Coaching opens a lot of doors for people over 50. For a long time, companies have ignored personal development in favor of automation. They are finally realizing that it’s humans who come up with new ideas and either develop growth strategies or respond to setbacks and increased competition. However, by neglecting personal development, many executives never achieved their full potential.

An executive coach, coach tutor or professional trainer works with individuals one-on-one to create positive change, the article explained.

Coaching is not about training people or telling them what to do. It’s all about getting people to ask themselves the right questions, Brendan explained.

“What do I want to achieve? What’s getting in the way? Who might help? It’s about bringing the best out in people,” said Brendan. “If you are the type of leader who coaches people, you will have an empowered team of self-starters.”

Because companies have neglected personal development for so long, executives are hungry for it.

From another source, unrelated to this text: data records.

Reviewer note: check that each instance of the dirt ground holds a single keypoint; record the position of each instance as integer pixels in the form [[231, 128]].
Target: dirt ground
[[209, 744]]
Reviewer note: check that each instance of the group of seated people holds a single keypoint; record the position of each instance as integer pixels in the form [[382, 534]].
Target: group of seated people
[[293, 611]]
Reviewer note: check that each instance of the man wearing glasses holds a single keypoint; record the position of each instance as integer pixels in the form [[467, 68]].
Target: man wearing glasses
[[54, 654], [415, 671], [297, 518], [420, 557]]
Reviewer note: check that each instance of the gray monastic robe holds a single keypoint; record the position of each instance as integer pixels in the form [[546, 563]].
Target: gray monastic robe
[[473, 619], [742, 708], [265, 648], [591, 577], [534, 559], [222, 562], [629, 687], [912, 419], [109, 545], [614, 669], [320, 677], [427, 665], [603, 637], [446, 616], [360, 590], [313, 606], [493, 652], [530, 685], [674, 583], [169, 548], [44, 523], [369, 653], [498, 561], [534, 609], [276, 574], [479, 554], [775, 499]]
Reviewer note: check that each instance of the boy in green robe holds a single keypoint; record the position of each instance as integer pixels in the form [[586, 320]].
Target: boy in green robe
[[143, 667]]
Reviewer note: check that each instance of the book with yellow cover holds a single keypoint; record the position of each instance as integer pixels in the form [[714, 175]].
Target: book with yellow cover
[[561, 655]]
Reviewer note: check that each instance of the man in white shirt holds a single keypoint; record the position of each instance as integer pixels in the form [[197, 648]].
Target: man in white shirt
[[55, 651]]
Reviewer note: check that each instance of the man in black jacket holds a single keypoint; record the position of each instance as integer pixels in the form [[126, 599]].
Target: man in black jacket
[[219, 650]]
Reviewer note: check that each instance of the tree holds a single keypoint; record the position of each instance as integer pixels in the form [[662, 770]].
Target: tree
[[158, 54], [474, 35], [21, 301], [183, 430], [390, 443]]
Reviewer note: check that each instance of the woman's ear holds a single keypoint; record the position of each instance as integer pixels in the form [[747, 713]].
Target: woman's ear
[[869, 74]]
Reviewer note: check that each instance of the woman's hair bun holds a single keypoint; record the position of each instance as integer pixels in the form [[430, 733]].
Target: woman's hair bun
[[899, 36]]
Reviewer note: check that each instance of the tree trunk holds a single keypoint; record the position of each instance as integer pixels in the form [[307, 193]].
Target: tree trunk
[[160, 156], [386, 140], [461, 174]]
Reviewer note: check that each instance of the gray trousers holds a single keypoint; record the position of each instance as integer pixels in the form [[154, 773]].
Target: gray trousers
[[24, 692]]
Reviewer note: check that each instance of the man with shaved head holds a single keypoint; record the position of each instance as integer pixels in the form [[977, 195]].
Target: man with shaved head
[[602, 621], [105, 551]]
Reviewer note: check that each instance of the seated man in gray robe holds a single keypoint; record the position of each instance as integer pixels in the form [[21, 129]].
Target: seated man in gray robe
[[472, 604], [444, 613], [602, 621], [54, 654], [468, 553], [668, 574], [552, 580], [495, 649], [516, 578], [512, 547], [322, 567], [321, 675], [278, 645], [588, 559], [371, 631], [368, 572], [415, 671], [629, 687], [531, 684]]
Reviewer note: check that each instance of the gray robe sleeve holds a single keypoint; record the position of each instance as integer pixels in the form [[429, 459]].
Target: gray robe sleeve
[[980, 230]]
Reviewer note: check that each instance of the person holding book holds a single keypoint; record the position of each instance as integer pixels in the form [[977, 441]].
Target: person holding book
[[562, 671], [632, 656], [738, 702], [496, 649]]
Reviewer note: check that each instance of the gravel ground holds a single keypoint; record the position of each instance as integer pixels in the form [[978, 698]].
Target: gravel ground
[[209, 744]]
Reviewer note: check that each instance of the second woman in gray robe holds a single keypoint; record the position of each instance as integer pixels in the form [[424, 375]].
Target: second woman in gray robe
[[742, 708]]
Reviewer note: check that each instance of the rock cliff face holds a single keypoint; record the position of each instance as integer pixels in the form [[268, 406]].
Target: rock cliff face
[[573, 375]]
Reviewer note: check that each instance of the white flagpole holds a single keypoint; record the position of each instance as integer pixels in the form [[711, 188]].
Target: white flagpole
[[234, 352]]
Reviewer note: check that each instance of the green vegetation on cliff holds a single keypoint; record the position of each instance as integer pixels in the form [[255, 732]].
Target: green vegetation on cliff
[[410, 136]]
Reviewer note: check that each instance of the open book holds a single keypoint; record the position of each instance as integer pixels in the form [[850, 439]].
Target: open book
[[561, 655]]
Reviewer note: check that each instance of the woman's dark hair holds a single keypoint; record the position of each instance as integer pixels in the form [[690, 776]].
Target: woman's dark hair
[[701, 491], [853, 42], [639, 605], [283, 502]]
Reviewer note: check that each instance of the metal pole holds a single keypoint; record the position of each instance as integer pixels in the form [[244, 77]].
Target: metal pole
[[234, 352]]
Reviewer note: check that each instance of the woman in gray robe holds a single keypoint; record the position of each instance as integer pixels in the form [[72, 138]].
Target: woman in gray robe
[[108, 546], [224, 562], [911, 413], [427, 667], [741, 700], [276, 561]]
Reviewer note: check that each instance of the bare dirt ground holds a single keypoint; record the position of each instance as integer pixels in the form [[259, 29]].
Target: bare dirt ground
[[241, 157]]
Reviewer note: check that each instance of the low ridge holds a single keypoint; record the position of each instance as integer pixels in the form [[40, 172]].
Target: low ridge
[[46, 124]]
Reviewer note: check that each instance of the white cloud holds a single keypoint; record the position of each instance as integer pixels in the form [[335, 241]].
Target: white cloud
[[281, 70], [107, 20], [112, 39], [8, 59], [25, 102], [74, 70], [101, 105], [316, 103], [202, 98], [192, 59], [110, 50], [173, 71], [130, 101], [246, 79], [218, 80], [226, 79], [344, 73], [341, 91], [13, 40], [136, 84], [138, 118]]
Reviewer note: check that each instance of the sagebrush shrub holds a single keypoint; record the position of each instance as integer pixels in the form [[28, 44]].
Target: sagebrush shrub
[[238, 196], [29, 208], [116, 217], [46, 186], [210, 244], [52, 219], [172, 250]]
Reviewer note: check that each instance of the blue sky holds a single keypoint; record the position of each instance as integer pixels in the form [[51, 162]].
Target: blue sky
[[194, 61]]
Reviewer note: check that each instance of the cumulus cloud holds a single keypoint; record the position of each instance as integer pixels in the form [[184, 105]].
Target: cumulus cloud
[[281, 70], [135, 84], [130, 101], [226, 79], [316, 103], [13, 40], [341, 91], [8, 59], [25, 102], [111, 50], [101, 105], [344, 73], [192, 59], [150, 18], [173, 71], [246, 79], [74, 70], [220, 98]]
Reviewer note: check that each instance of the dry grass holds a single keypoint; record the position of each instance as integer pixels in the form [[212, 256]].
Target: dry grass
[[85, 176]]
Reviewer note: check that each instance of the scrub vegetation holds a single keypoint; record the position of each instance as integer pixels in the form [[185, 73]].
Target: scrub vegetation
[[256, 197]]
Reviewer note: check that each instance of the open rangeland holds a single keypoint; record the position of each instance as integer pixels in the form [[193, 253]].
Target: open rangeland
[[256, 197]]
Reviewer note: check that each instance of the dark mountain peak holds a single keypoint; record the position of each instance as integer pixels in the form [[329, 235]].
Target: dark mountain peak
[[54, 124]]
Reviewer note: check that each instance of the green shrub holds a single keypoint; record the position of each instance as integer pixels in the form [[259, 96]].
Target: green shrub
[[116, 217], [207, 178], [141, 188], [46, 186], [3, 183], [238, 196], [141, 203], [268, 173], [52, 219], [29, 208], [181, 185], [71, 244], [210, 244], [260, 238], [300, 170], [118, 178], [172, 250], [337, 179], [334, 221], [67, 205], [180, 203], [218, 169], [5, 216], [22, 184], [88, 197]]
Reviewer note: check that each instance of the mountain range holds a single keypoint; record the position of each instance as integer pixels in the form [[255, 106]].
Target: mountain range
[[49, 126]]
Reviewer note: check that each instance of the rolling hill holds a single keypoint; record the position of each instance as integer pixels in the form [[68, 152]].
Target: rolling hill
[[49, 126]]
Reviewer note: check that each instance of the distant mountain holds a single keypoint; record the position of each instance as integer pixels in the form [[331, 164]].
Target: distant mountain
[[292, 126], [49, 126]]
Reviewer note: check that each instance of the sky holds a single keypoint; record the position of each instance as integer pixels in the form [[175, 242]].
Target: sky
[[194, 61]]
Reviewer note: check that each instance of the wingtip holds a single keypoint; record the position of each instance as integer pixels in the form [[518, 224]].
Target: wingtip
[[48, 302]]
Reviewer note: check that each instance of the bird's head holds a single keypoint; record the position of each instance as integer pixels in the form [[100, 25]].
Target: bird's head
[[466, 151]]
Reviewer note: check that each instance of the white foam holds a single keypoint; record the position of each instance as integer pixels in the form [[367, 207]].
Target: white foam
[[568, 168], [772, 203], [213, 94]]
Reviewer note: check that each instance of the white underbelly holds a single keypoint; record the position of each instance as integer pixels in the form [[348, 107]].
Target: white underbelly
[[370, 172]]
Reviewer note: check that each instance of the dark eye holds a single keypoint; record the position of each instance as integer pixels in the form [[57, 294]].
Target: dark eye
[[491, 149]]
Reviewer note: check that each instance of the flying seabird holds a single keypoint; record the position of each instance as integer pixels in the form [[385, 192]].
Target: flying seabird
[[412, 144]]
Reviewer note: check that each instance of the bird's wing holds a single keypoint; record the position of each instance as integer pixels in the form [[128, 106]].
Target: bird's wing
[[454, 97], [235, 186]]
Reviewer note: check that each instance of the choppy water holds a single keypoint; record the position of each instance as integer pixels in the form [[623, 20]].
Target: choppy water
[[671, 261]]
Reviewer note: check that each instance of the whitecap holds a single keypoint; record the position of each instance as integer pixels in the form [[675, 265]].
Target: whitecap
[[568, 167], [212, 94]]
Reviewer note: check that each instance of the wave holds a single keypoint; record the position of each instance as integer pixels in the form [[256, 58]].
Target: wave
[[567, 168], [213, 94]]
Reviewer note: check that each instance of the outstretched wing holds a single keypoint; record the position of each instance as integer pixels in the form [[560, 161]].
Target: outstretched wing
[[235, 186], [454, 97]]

The best coaches are those who can listen and offer suggestions based on their own research and, more importantly, their personal experience.

People over 50 who are looking for purpose for their lives may consider coaching as a way to keep active and, perhaps, bring in extra income. Coaching is an excellent way to put your strengths, talents and personal experiences to work by helping others.

Coaches can provide insight and direction to help people with difficult situations in the workplace, at home and in their personal lives. The most successful people I know have received coaching along the way.

“It’s amazing what can happen in a 20-minute session when people get honest feedback on what they are doing well and what they might need to pay attention to,” said Brendan. “People come out with a sense of where they are going, where they want to go, how they are going to get there, and when.”

One of the best books I have read about how to be an effective coach is “The Prosperous Coach” by Steve Chandler and Rich Litvin. Not only does the book offer good advice about setting up a coaching business, but the authors provide practical examples of how to be a better coach, too.

The book description on Amazon explains, “Show your clients what they cannot see. Say to your clients what no one else would dare to say. And you will have all the clients you ever desire.”

Personally, I think it is far more effective for someone to go through several weeks of effective coaching with the right mentor than it is to go back to a university to get more meaningless cultural indoctrination while learning obsolete skills taught by people who understand theory, but have little clue about how the real world works.